Stories help us understand.
Better yet, they may inspire us to get out there and live.
Music awakens the soul in a way nothing else can. Photography and painting, books and movies grip the emotions of the heart — the stories they tell help us carry on.
Reality can be too painful. Life can seem too dull.
We pay to watch tales of love and adventure because, perhaps, these things are lacking in our own lives. I’m no different; I read because the stories I love are exciting, profound, heart-wrenching.
They illustrate what humans can and have endured, but also what we’re capable of overcoming.
Every story comes from somewhere, and likely it’s from real, human experience — love, loss, adventure, pain.
Like the mythical hero’s journey portrayed in many fictional stories, real life has its setups and climaxes, its resolutions and failures, its dragons, heroes and villains.
In real life, however, the heroes and villains are seldom black and white, nor are the situations we find ourselves in.
“In sophisticated literature you don’t have good guys and bad guys,” says psychologist Jordan Peterson on his podcast.
“You have good guys and bad guys in the same soul.”
Life is complex, and extraordinary literature captures that human complexity.
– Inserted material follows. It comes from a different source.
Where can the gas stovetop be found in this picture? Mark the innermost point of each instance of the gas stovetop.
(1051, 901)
John Steinbeck’s classic, East of Eden, exemplifies this.
East of Eden taught me about people; about the classical nature of right and wrong, and our human desire to want to be good. But life can be cruel and can twist our intentions, no matter how well-meaning they might be.
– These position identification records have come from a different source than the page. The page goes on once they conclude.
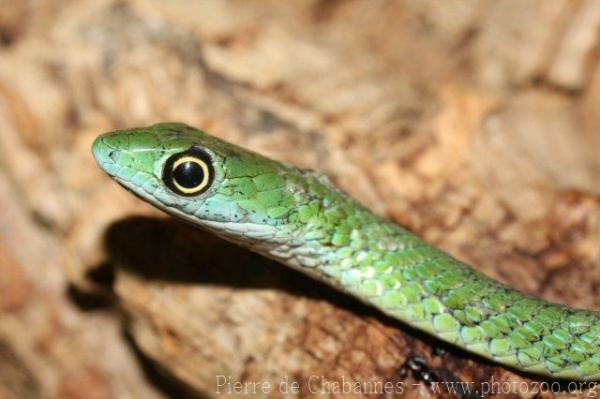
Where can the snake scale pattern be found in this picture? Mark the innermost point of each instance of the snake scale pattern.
(302, 220)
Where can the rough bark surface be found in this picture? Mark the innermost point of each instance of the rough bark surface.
(475, 124)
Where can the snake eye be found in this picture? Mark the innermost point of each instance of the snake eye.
(188, 173)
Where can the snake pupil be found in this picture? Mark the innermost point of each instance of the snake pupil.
(188, 174)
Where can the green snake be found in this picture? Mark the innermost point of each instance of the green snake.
(300, 219)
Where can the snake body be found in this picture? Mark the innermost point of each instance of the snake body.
(302, 220)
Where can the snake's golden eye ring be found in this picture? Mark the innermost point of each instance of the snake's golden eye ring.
(188, 173)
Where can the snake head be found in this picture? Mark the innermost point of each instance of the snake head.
(200, 178)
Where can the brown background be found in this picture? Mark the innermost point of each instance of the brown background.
(474, 123)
But just like a story with a gratifying ending, there’s always a chance at redemption if our heart’s in the right place.
Would we want to read a story about a human being who does what they’re told, never questions, never fails, never leaves home or makes a mistake?
No, I doubt it. We see ourselves in the characters we root for — we see fear, bravery, cowardice, courage.
With no pitfalls and inner battles, there’s nothing to overcome, no major victories to be had. When I finished East of Eden, I saw the two main brothers for what they are — human beings striving to be better.
I’m left with a valuable lesson, for their means of overcoming adversity inspire me to do the same.
The same concept applies in the real world. Our triumphs aren’t just for us. We turn our experiences slaying the dragon into a story worth telling; that inspires another soul to face their own dragon and overcome.
That tells another soul in need I went through this pain, and I made it through. So can you.
We can make it through much more than we realize; we can do more than we think we’re capable. But we must go discover what that is on our own. Fiction can help us do so.
Before diving into Red Rising I read A Farewell to Arms, by Ernest Hemingway. I’ve read the essential Hemingway novels, and this was my favorite book by the 20th-century writer.
Hemingway paints a brilliant picture of an incomprehensible time in history, WWI, where Hemingway served as an ambulance driver for the Italian Red Cross.
When injured by a trench mortar shell, he was sent to Milan and fell in love with a Red Cross nurse, the premise for A Farewell to Arms. It’s a personal tale full of humor, courage, friendship, and more love than war.
The story feels clean, effortless and beautiful in the trademark Hemingway style. That, of course, is the effect of the master who’s honed his craft to such a degree that anybody, from a middle-schooler to a grandmother, could read the story and find their own depth and truth.
He can write simply and confidently because of, I imagine, a certain understanding that he’s experienced a good deal of life, and may draw from that well of experience.
He writes about the war in such a personal way that even though we’re generations apart, it makes me think about love, about the incomprehensible nature of war, about courage and friendship and youth.
Hemingway could write this way because he lived it.
That doesn’t mean we must go to war to live a story worth telling — it doesn’t even mean we must leave our country or hometown.
Only we as individuals know the journey we’re meant to go on. We know where the dragon resides; perhaps, probably, within.
As a writer, I know I must get out and experience the world. I feel the call to adventure, the urging of my heart that says go and live your story.
But I hope it’s apparent that it isn’t just writers who should feel inspired to live an interesting life just so they can write about it.
Leading an interesting life makes you a multi-faceted person, and it will give you the experience and tools to carry on with a wider range of understanding.
We can only learn so much from books, movies, music and art. We must get out there and live.
So what can I do? What can any of us do?
Take solace in fiction. Use it as inspiration. Learn from the stories that you read and watch; ask what step to take to embark on your adventure and listen for the answers. Then go, cherish this gift of life we’ve been given.
You’re already living your story. The pen is in your hand.
Is it a story that you’d want to read? Not anybody else, you. That’s all that matters.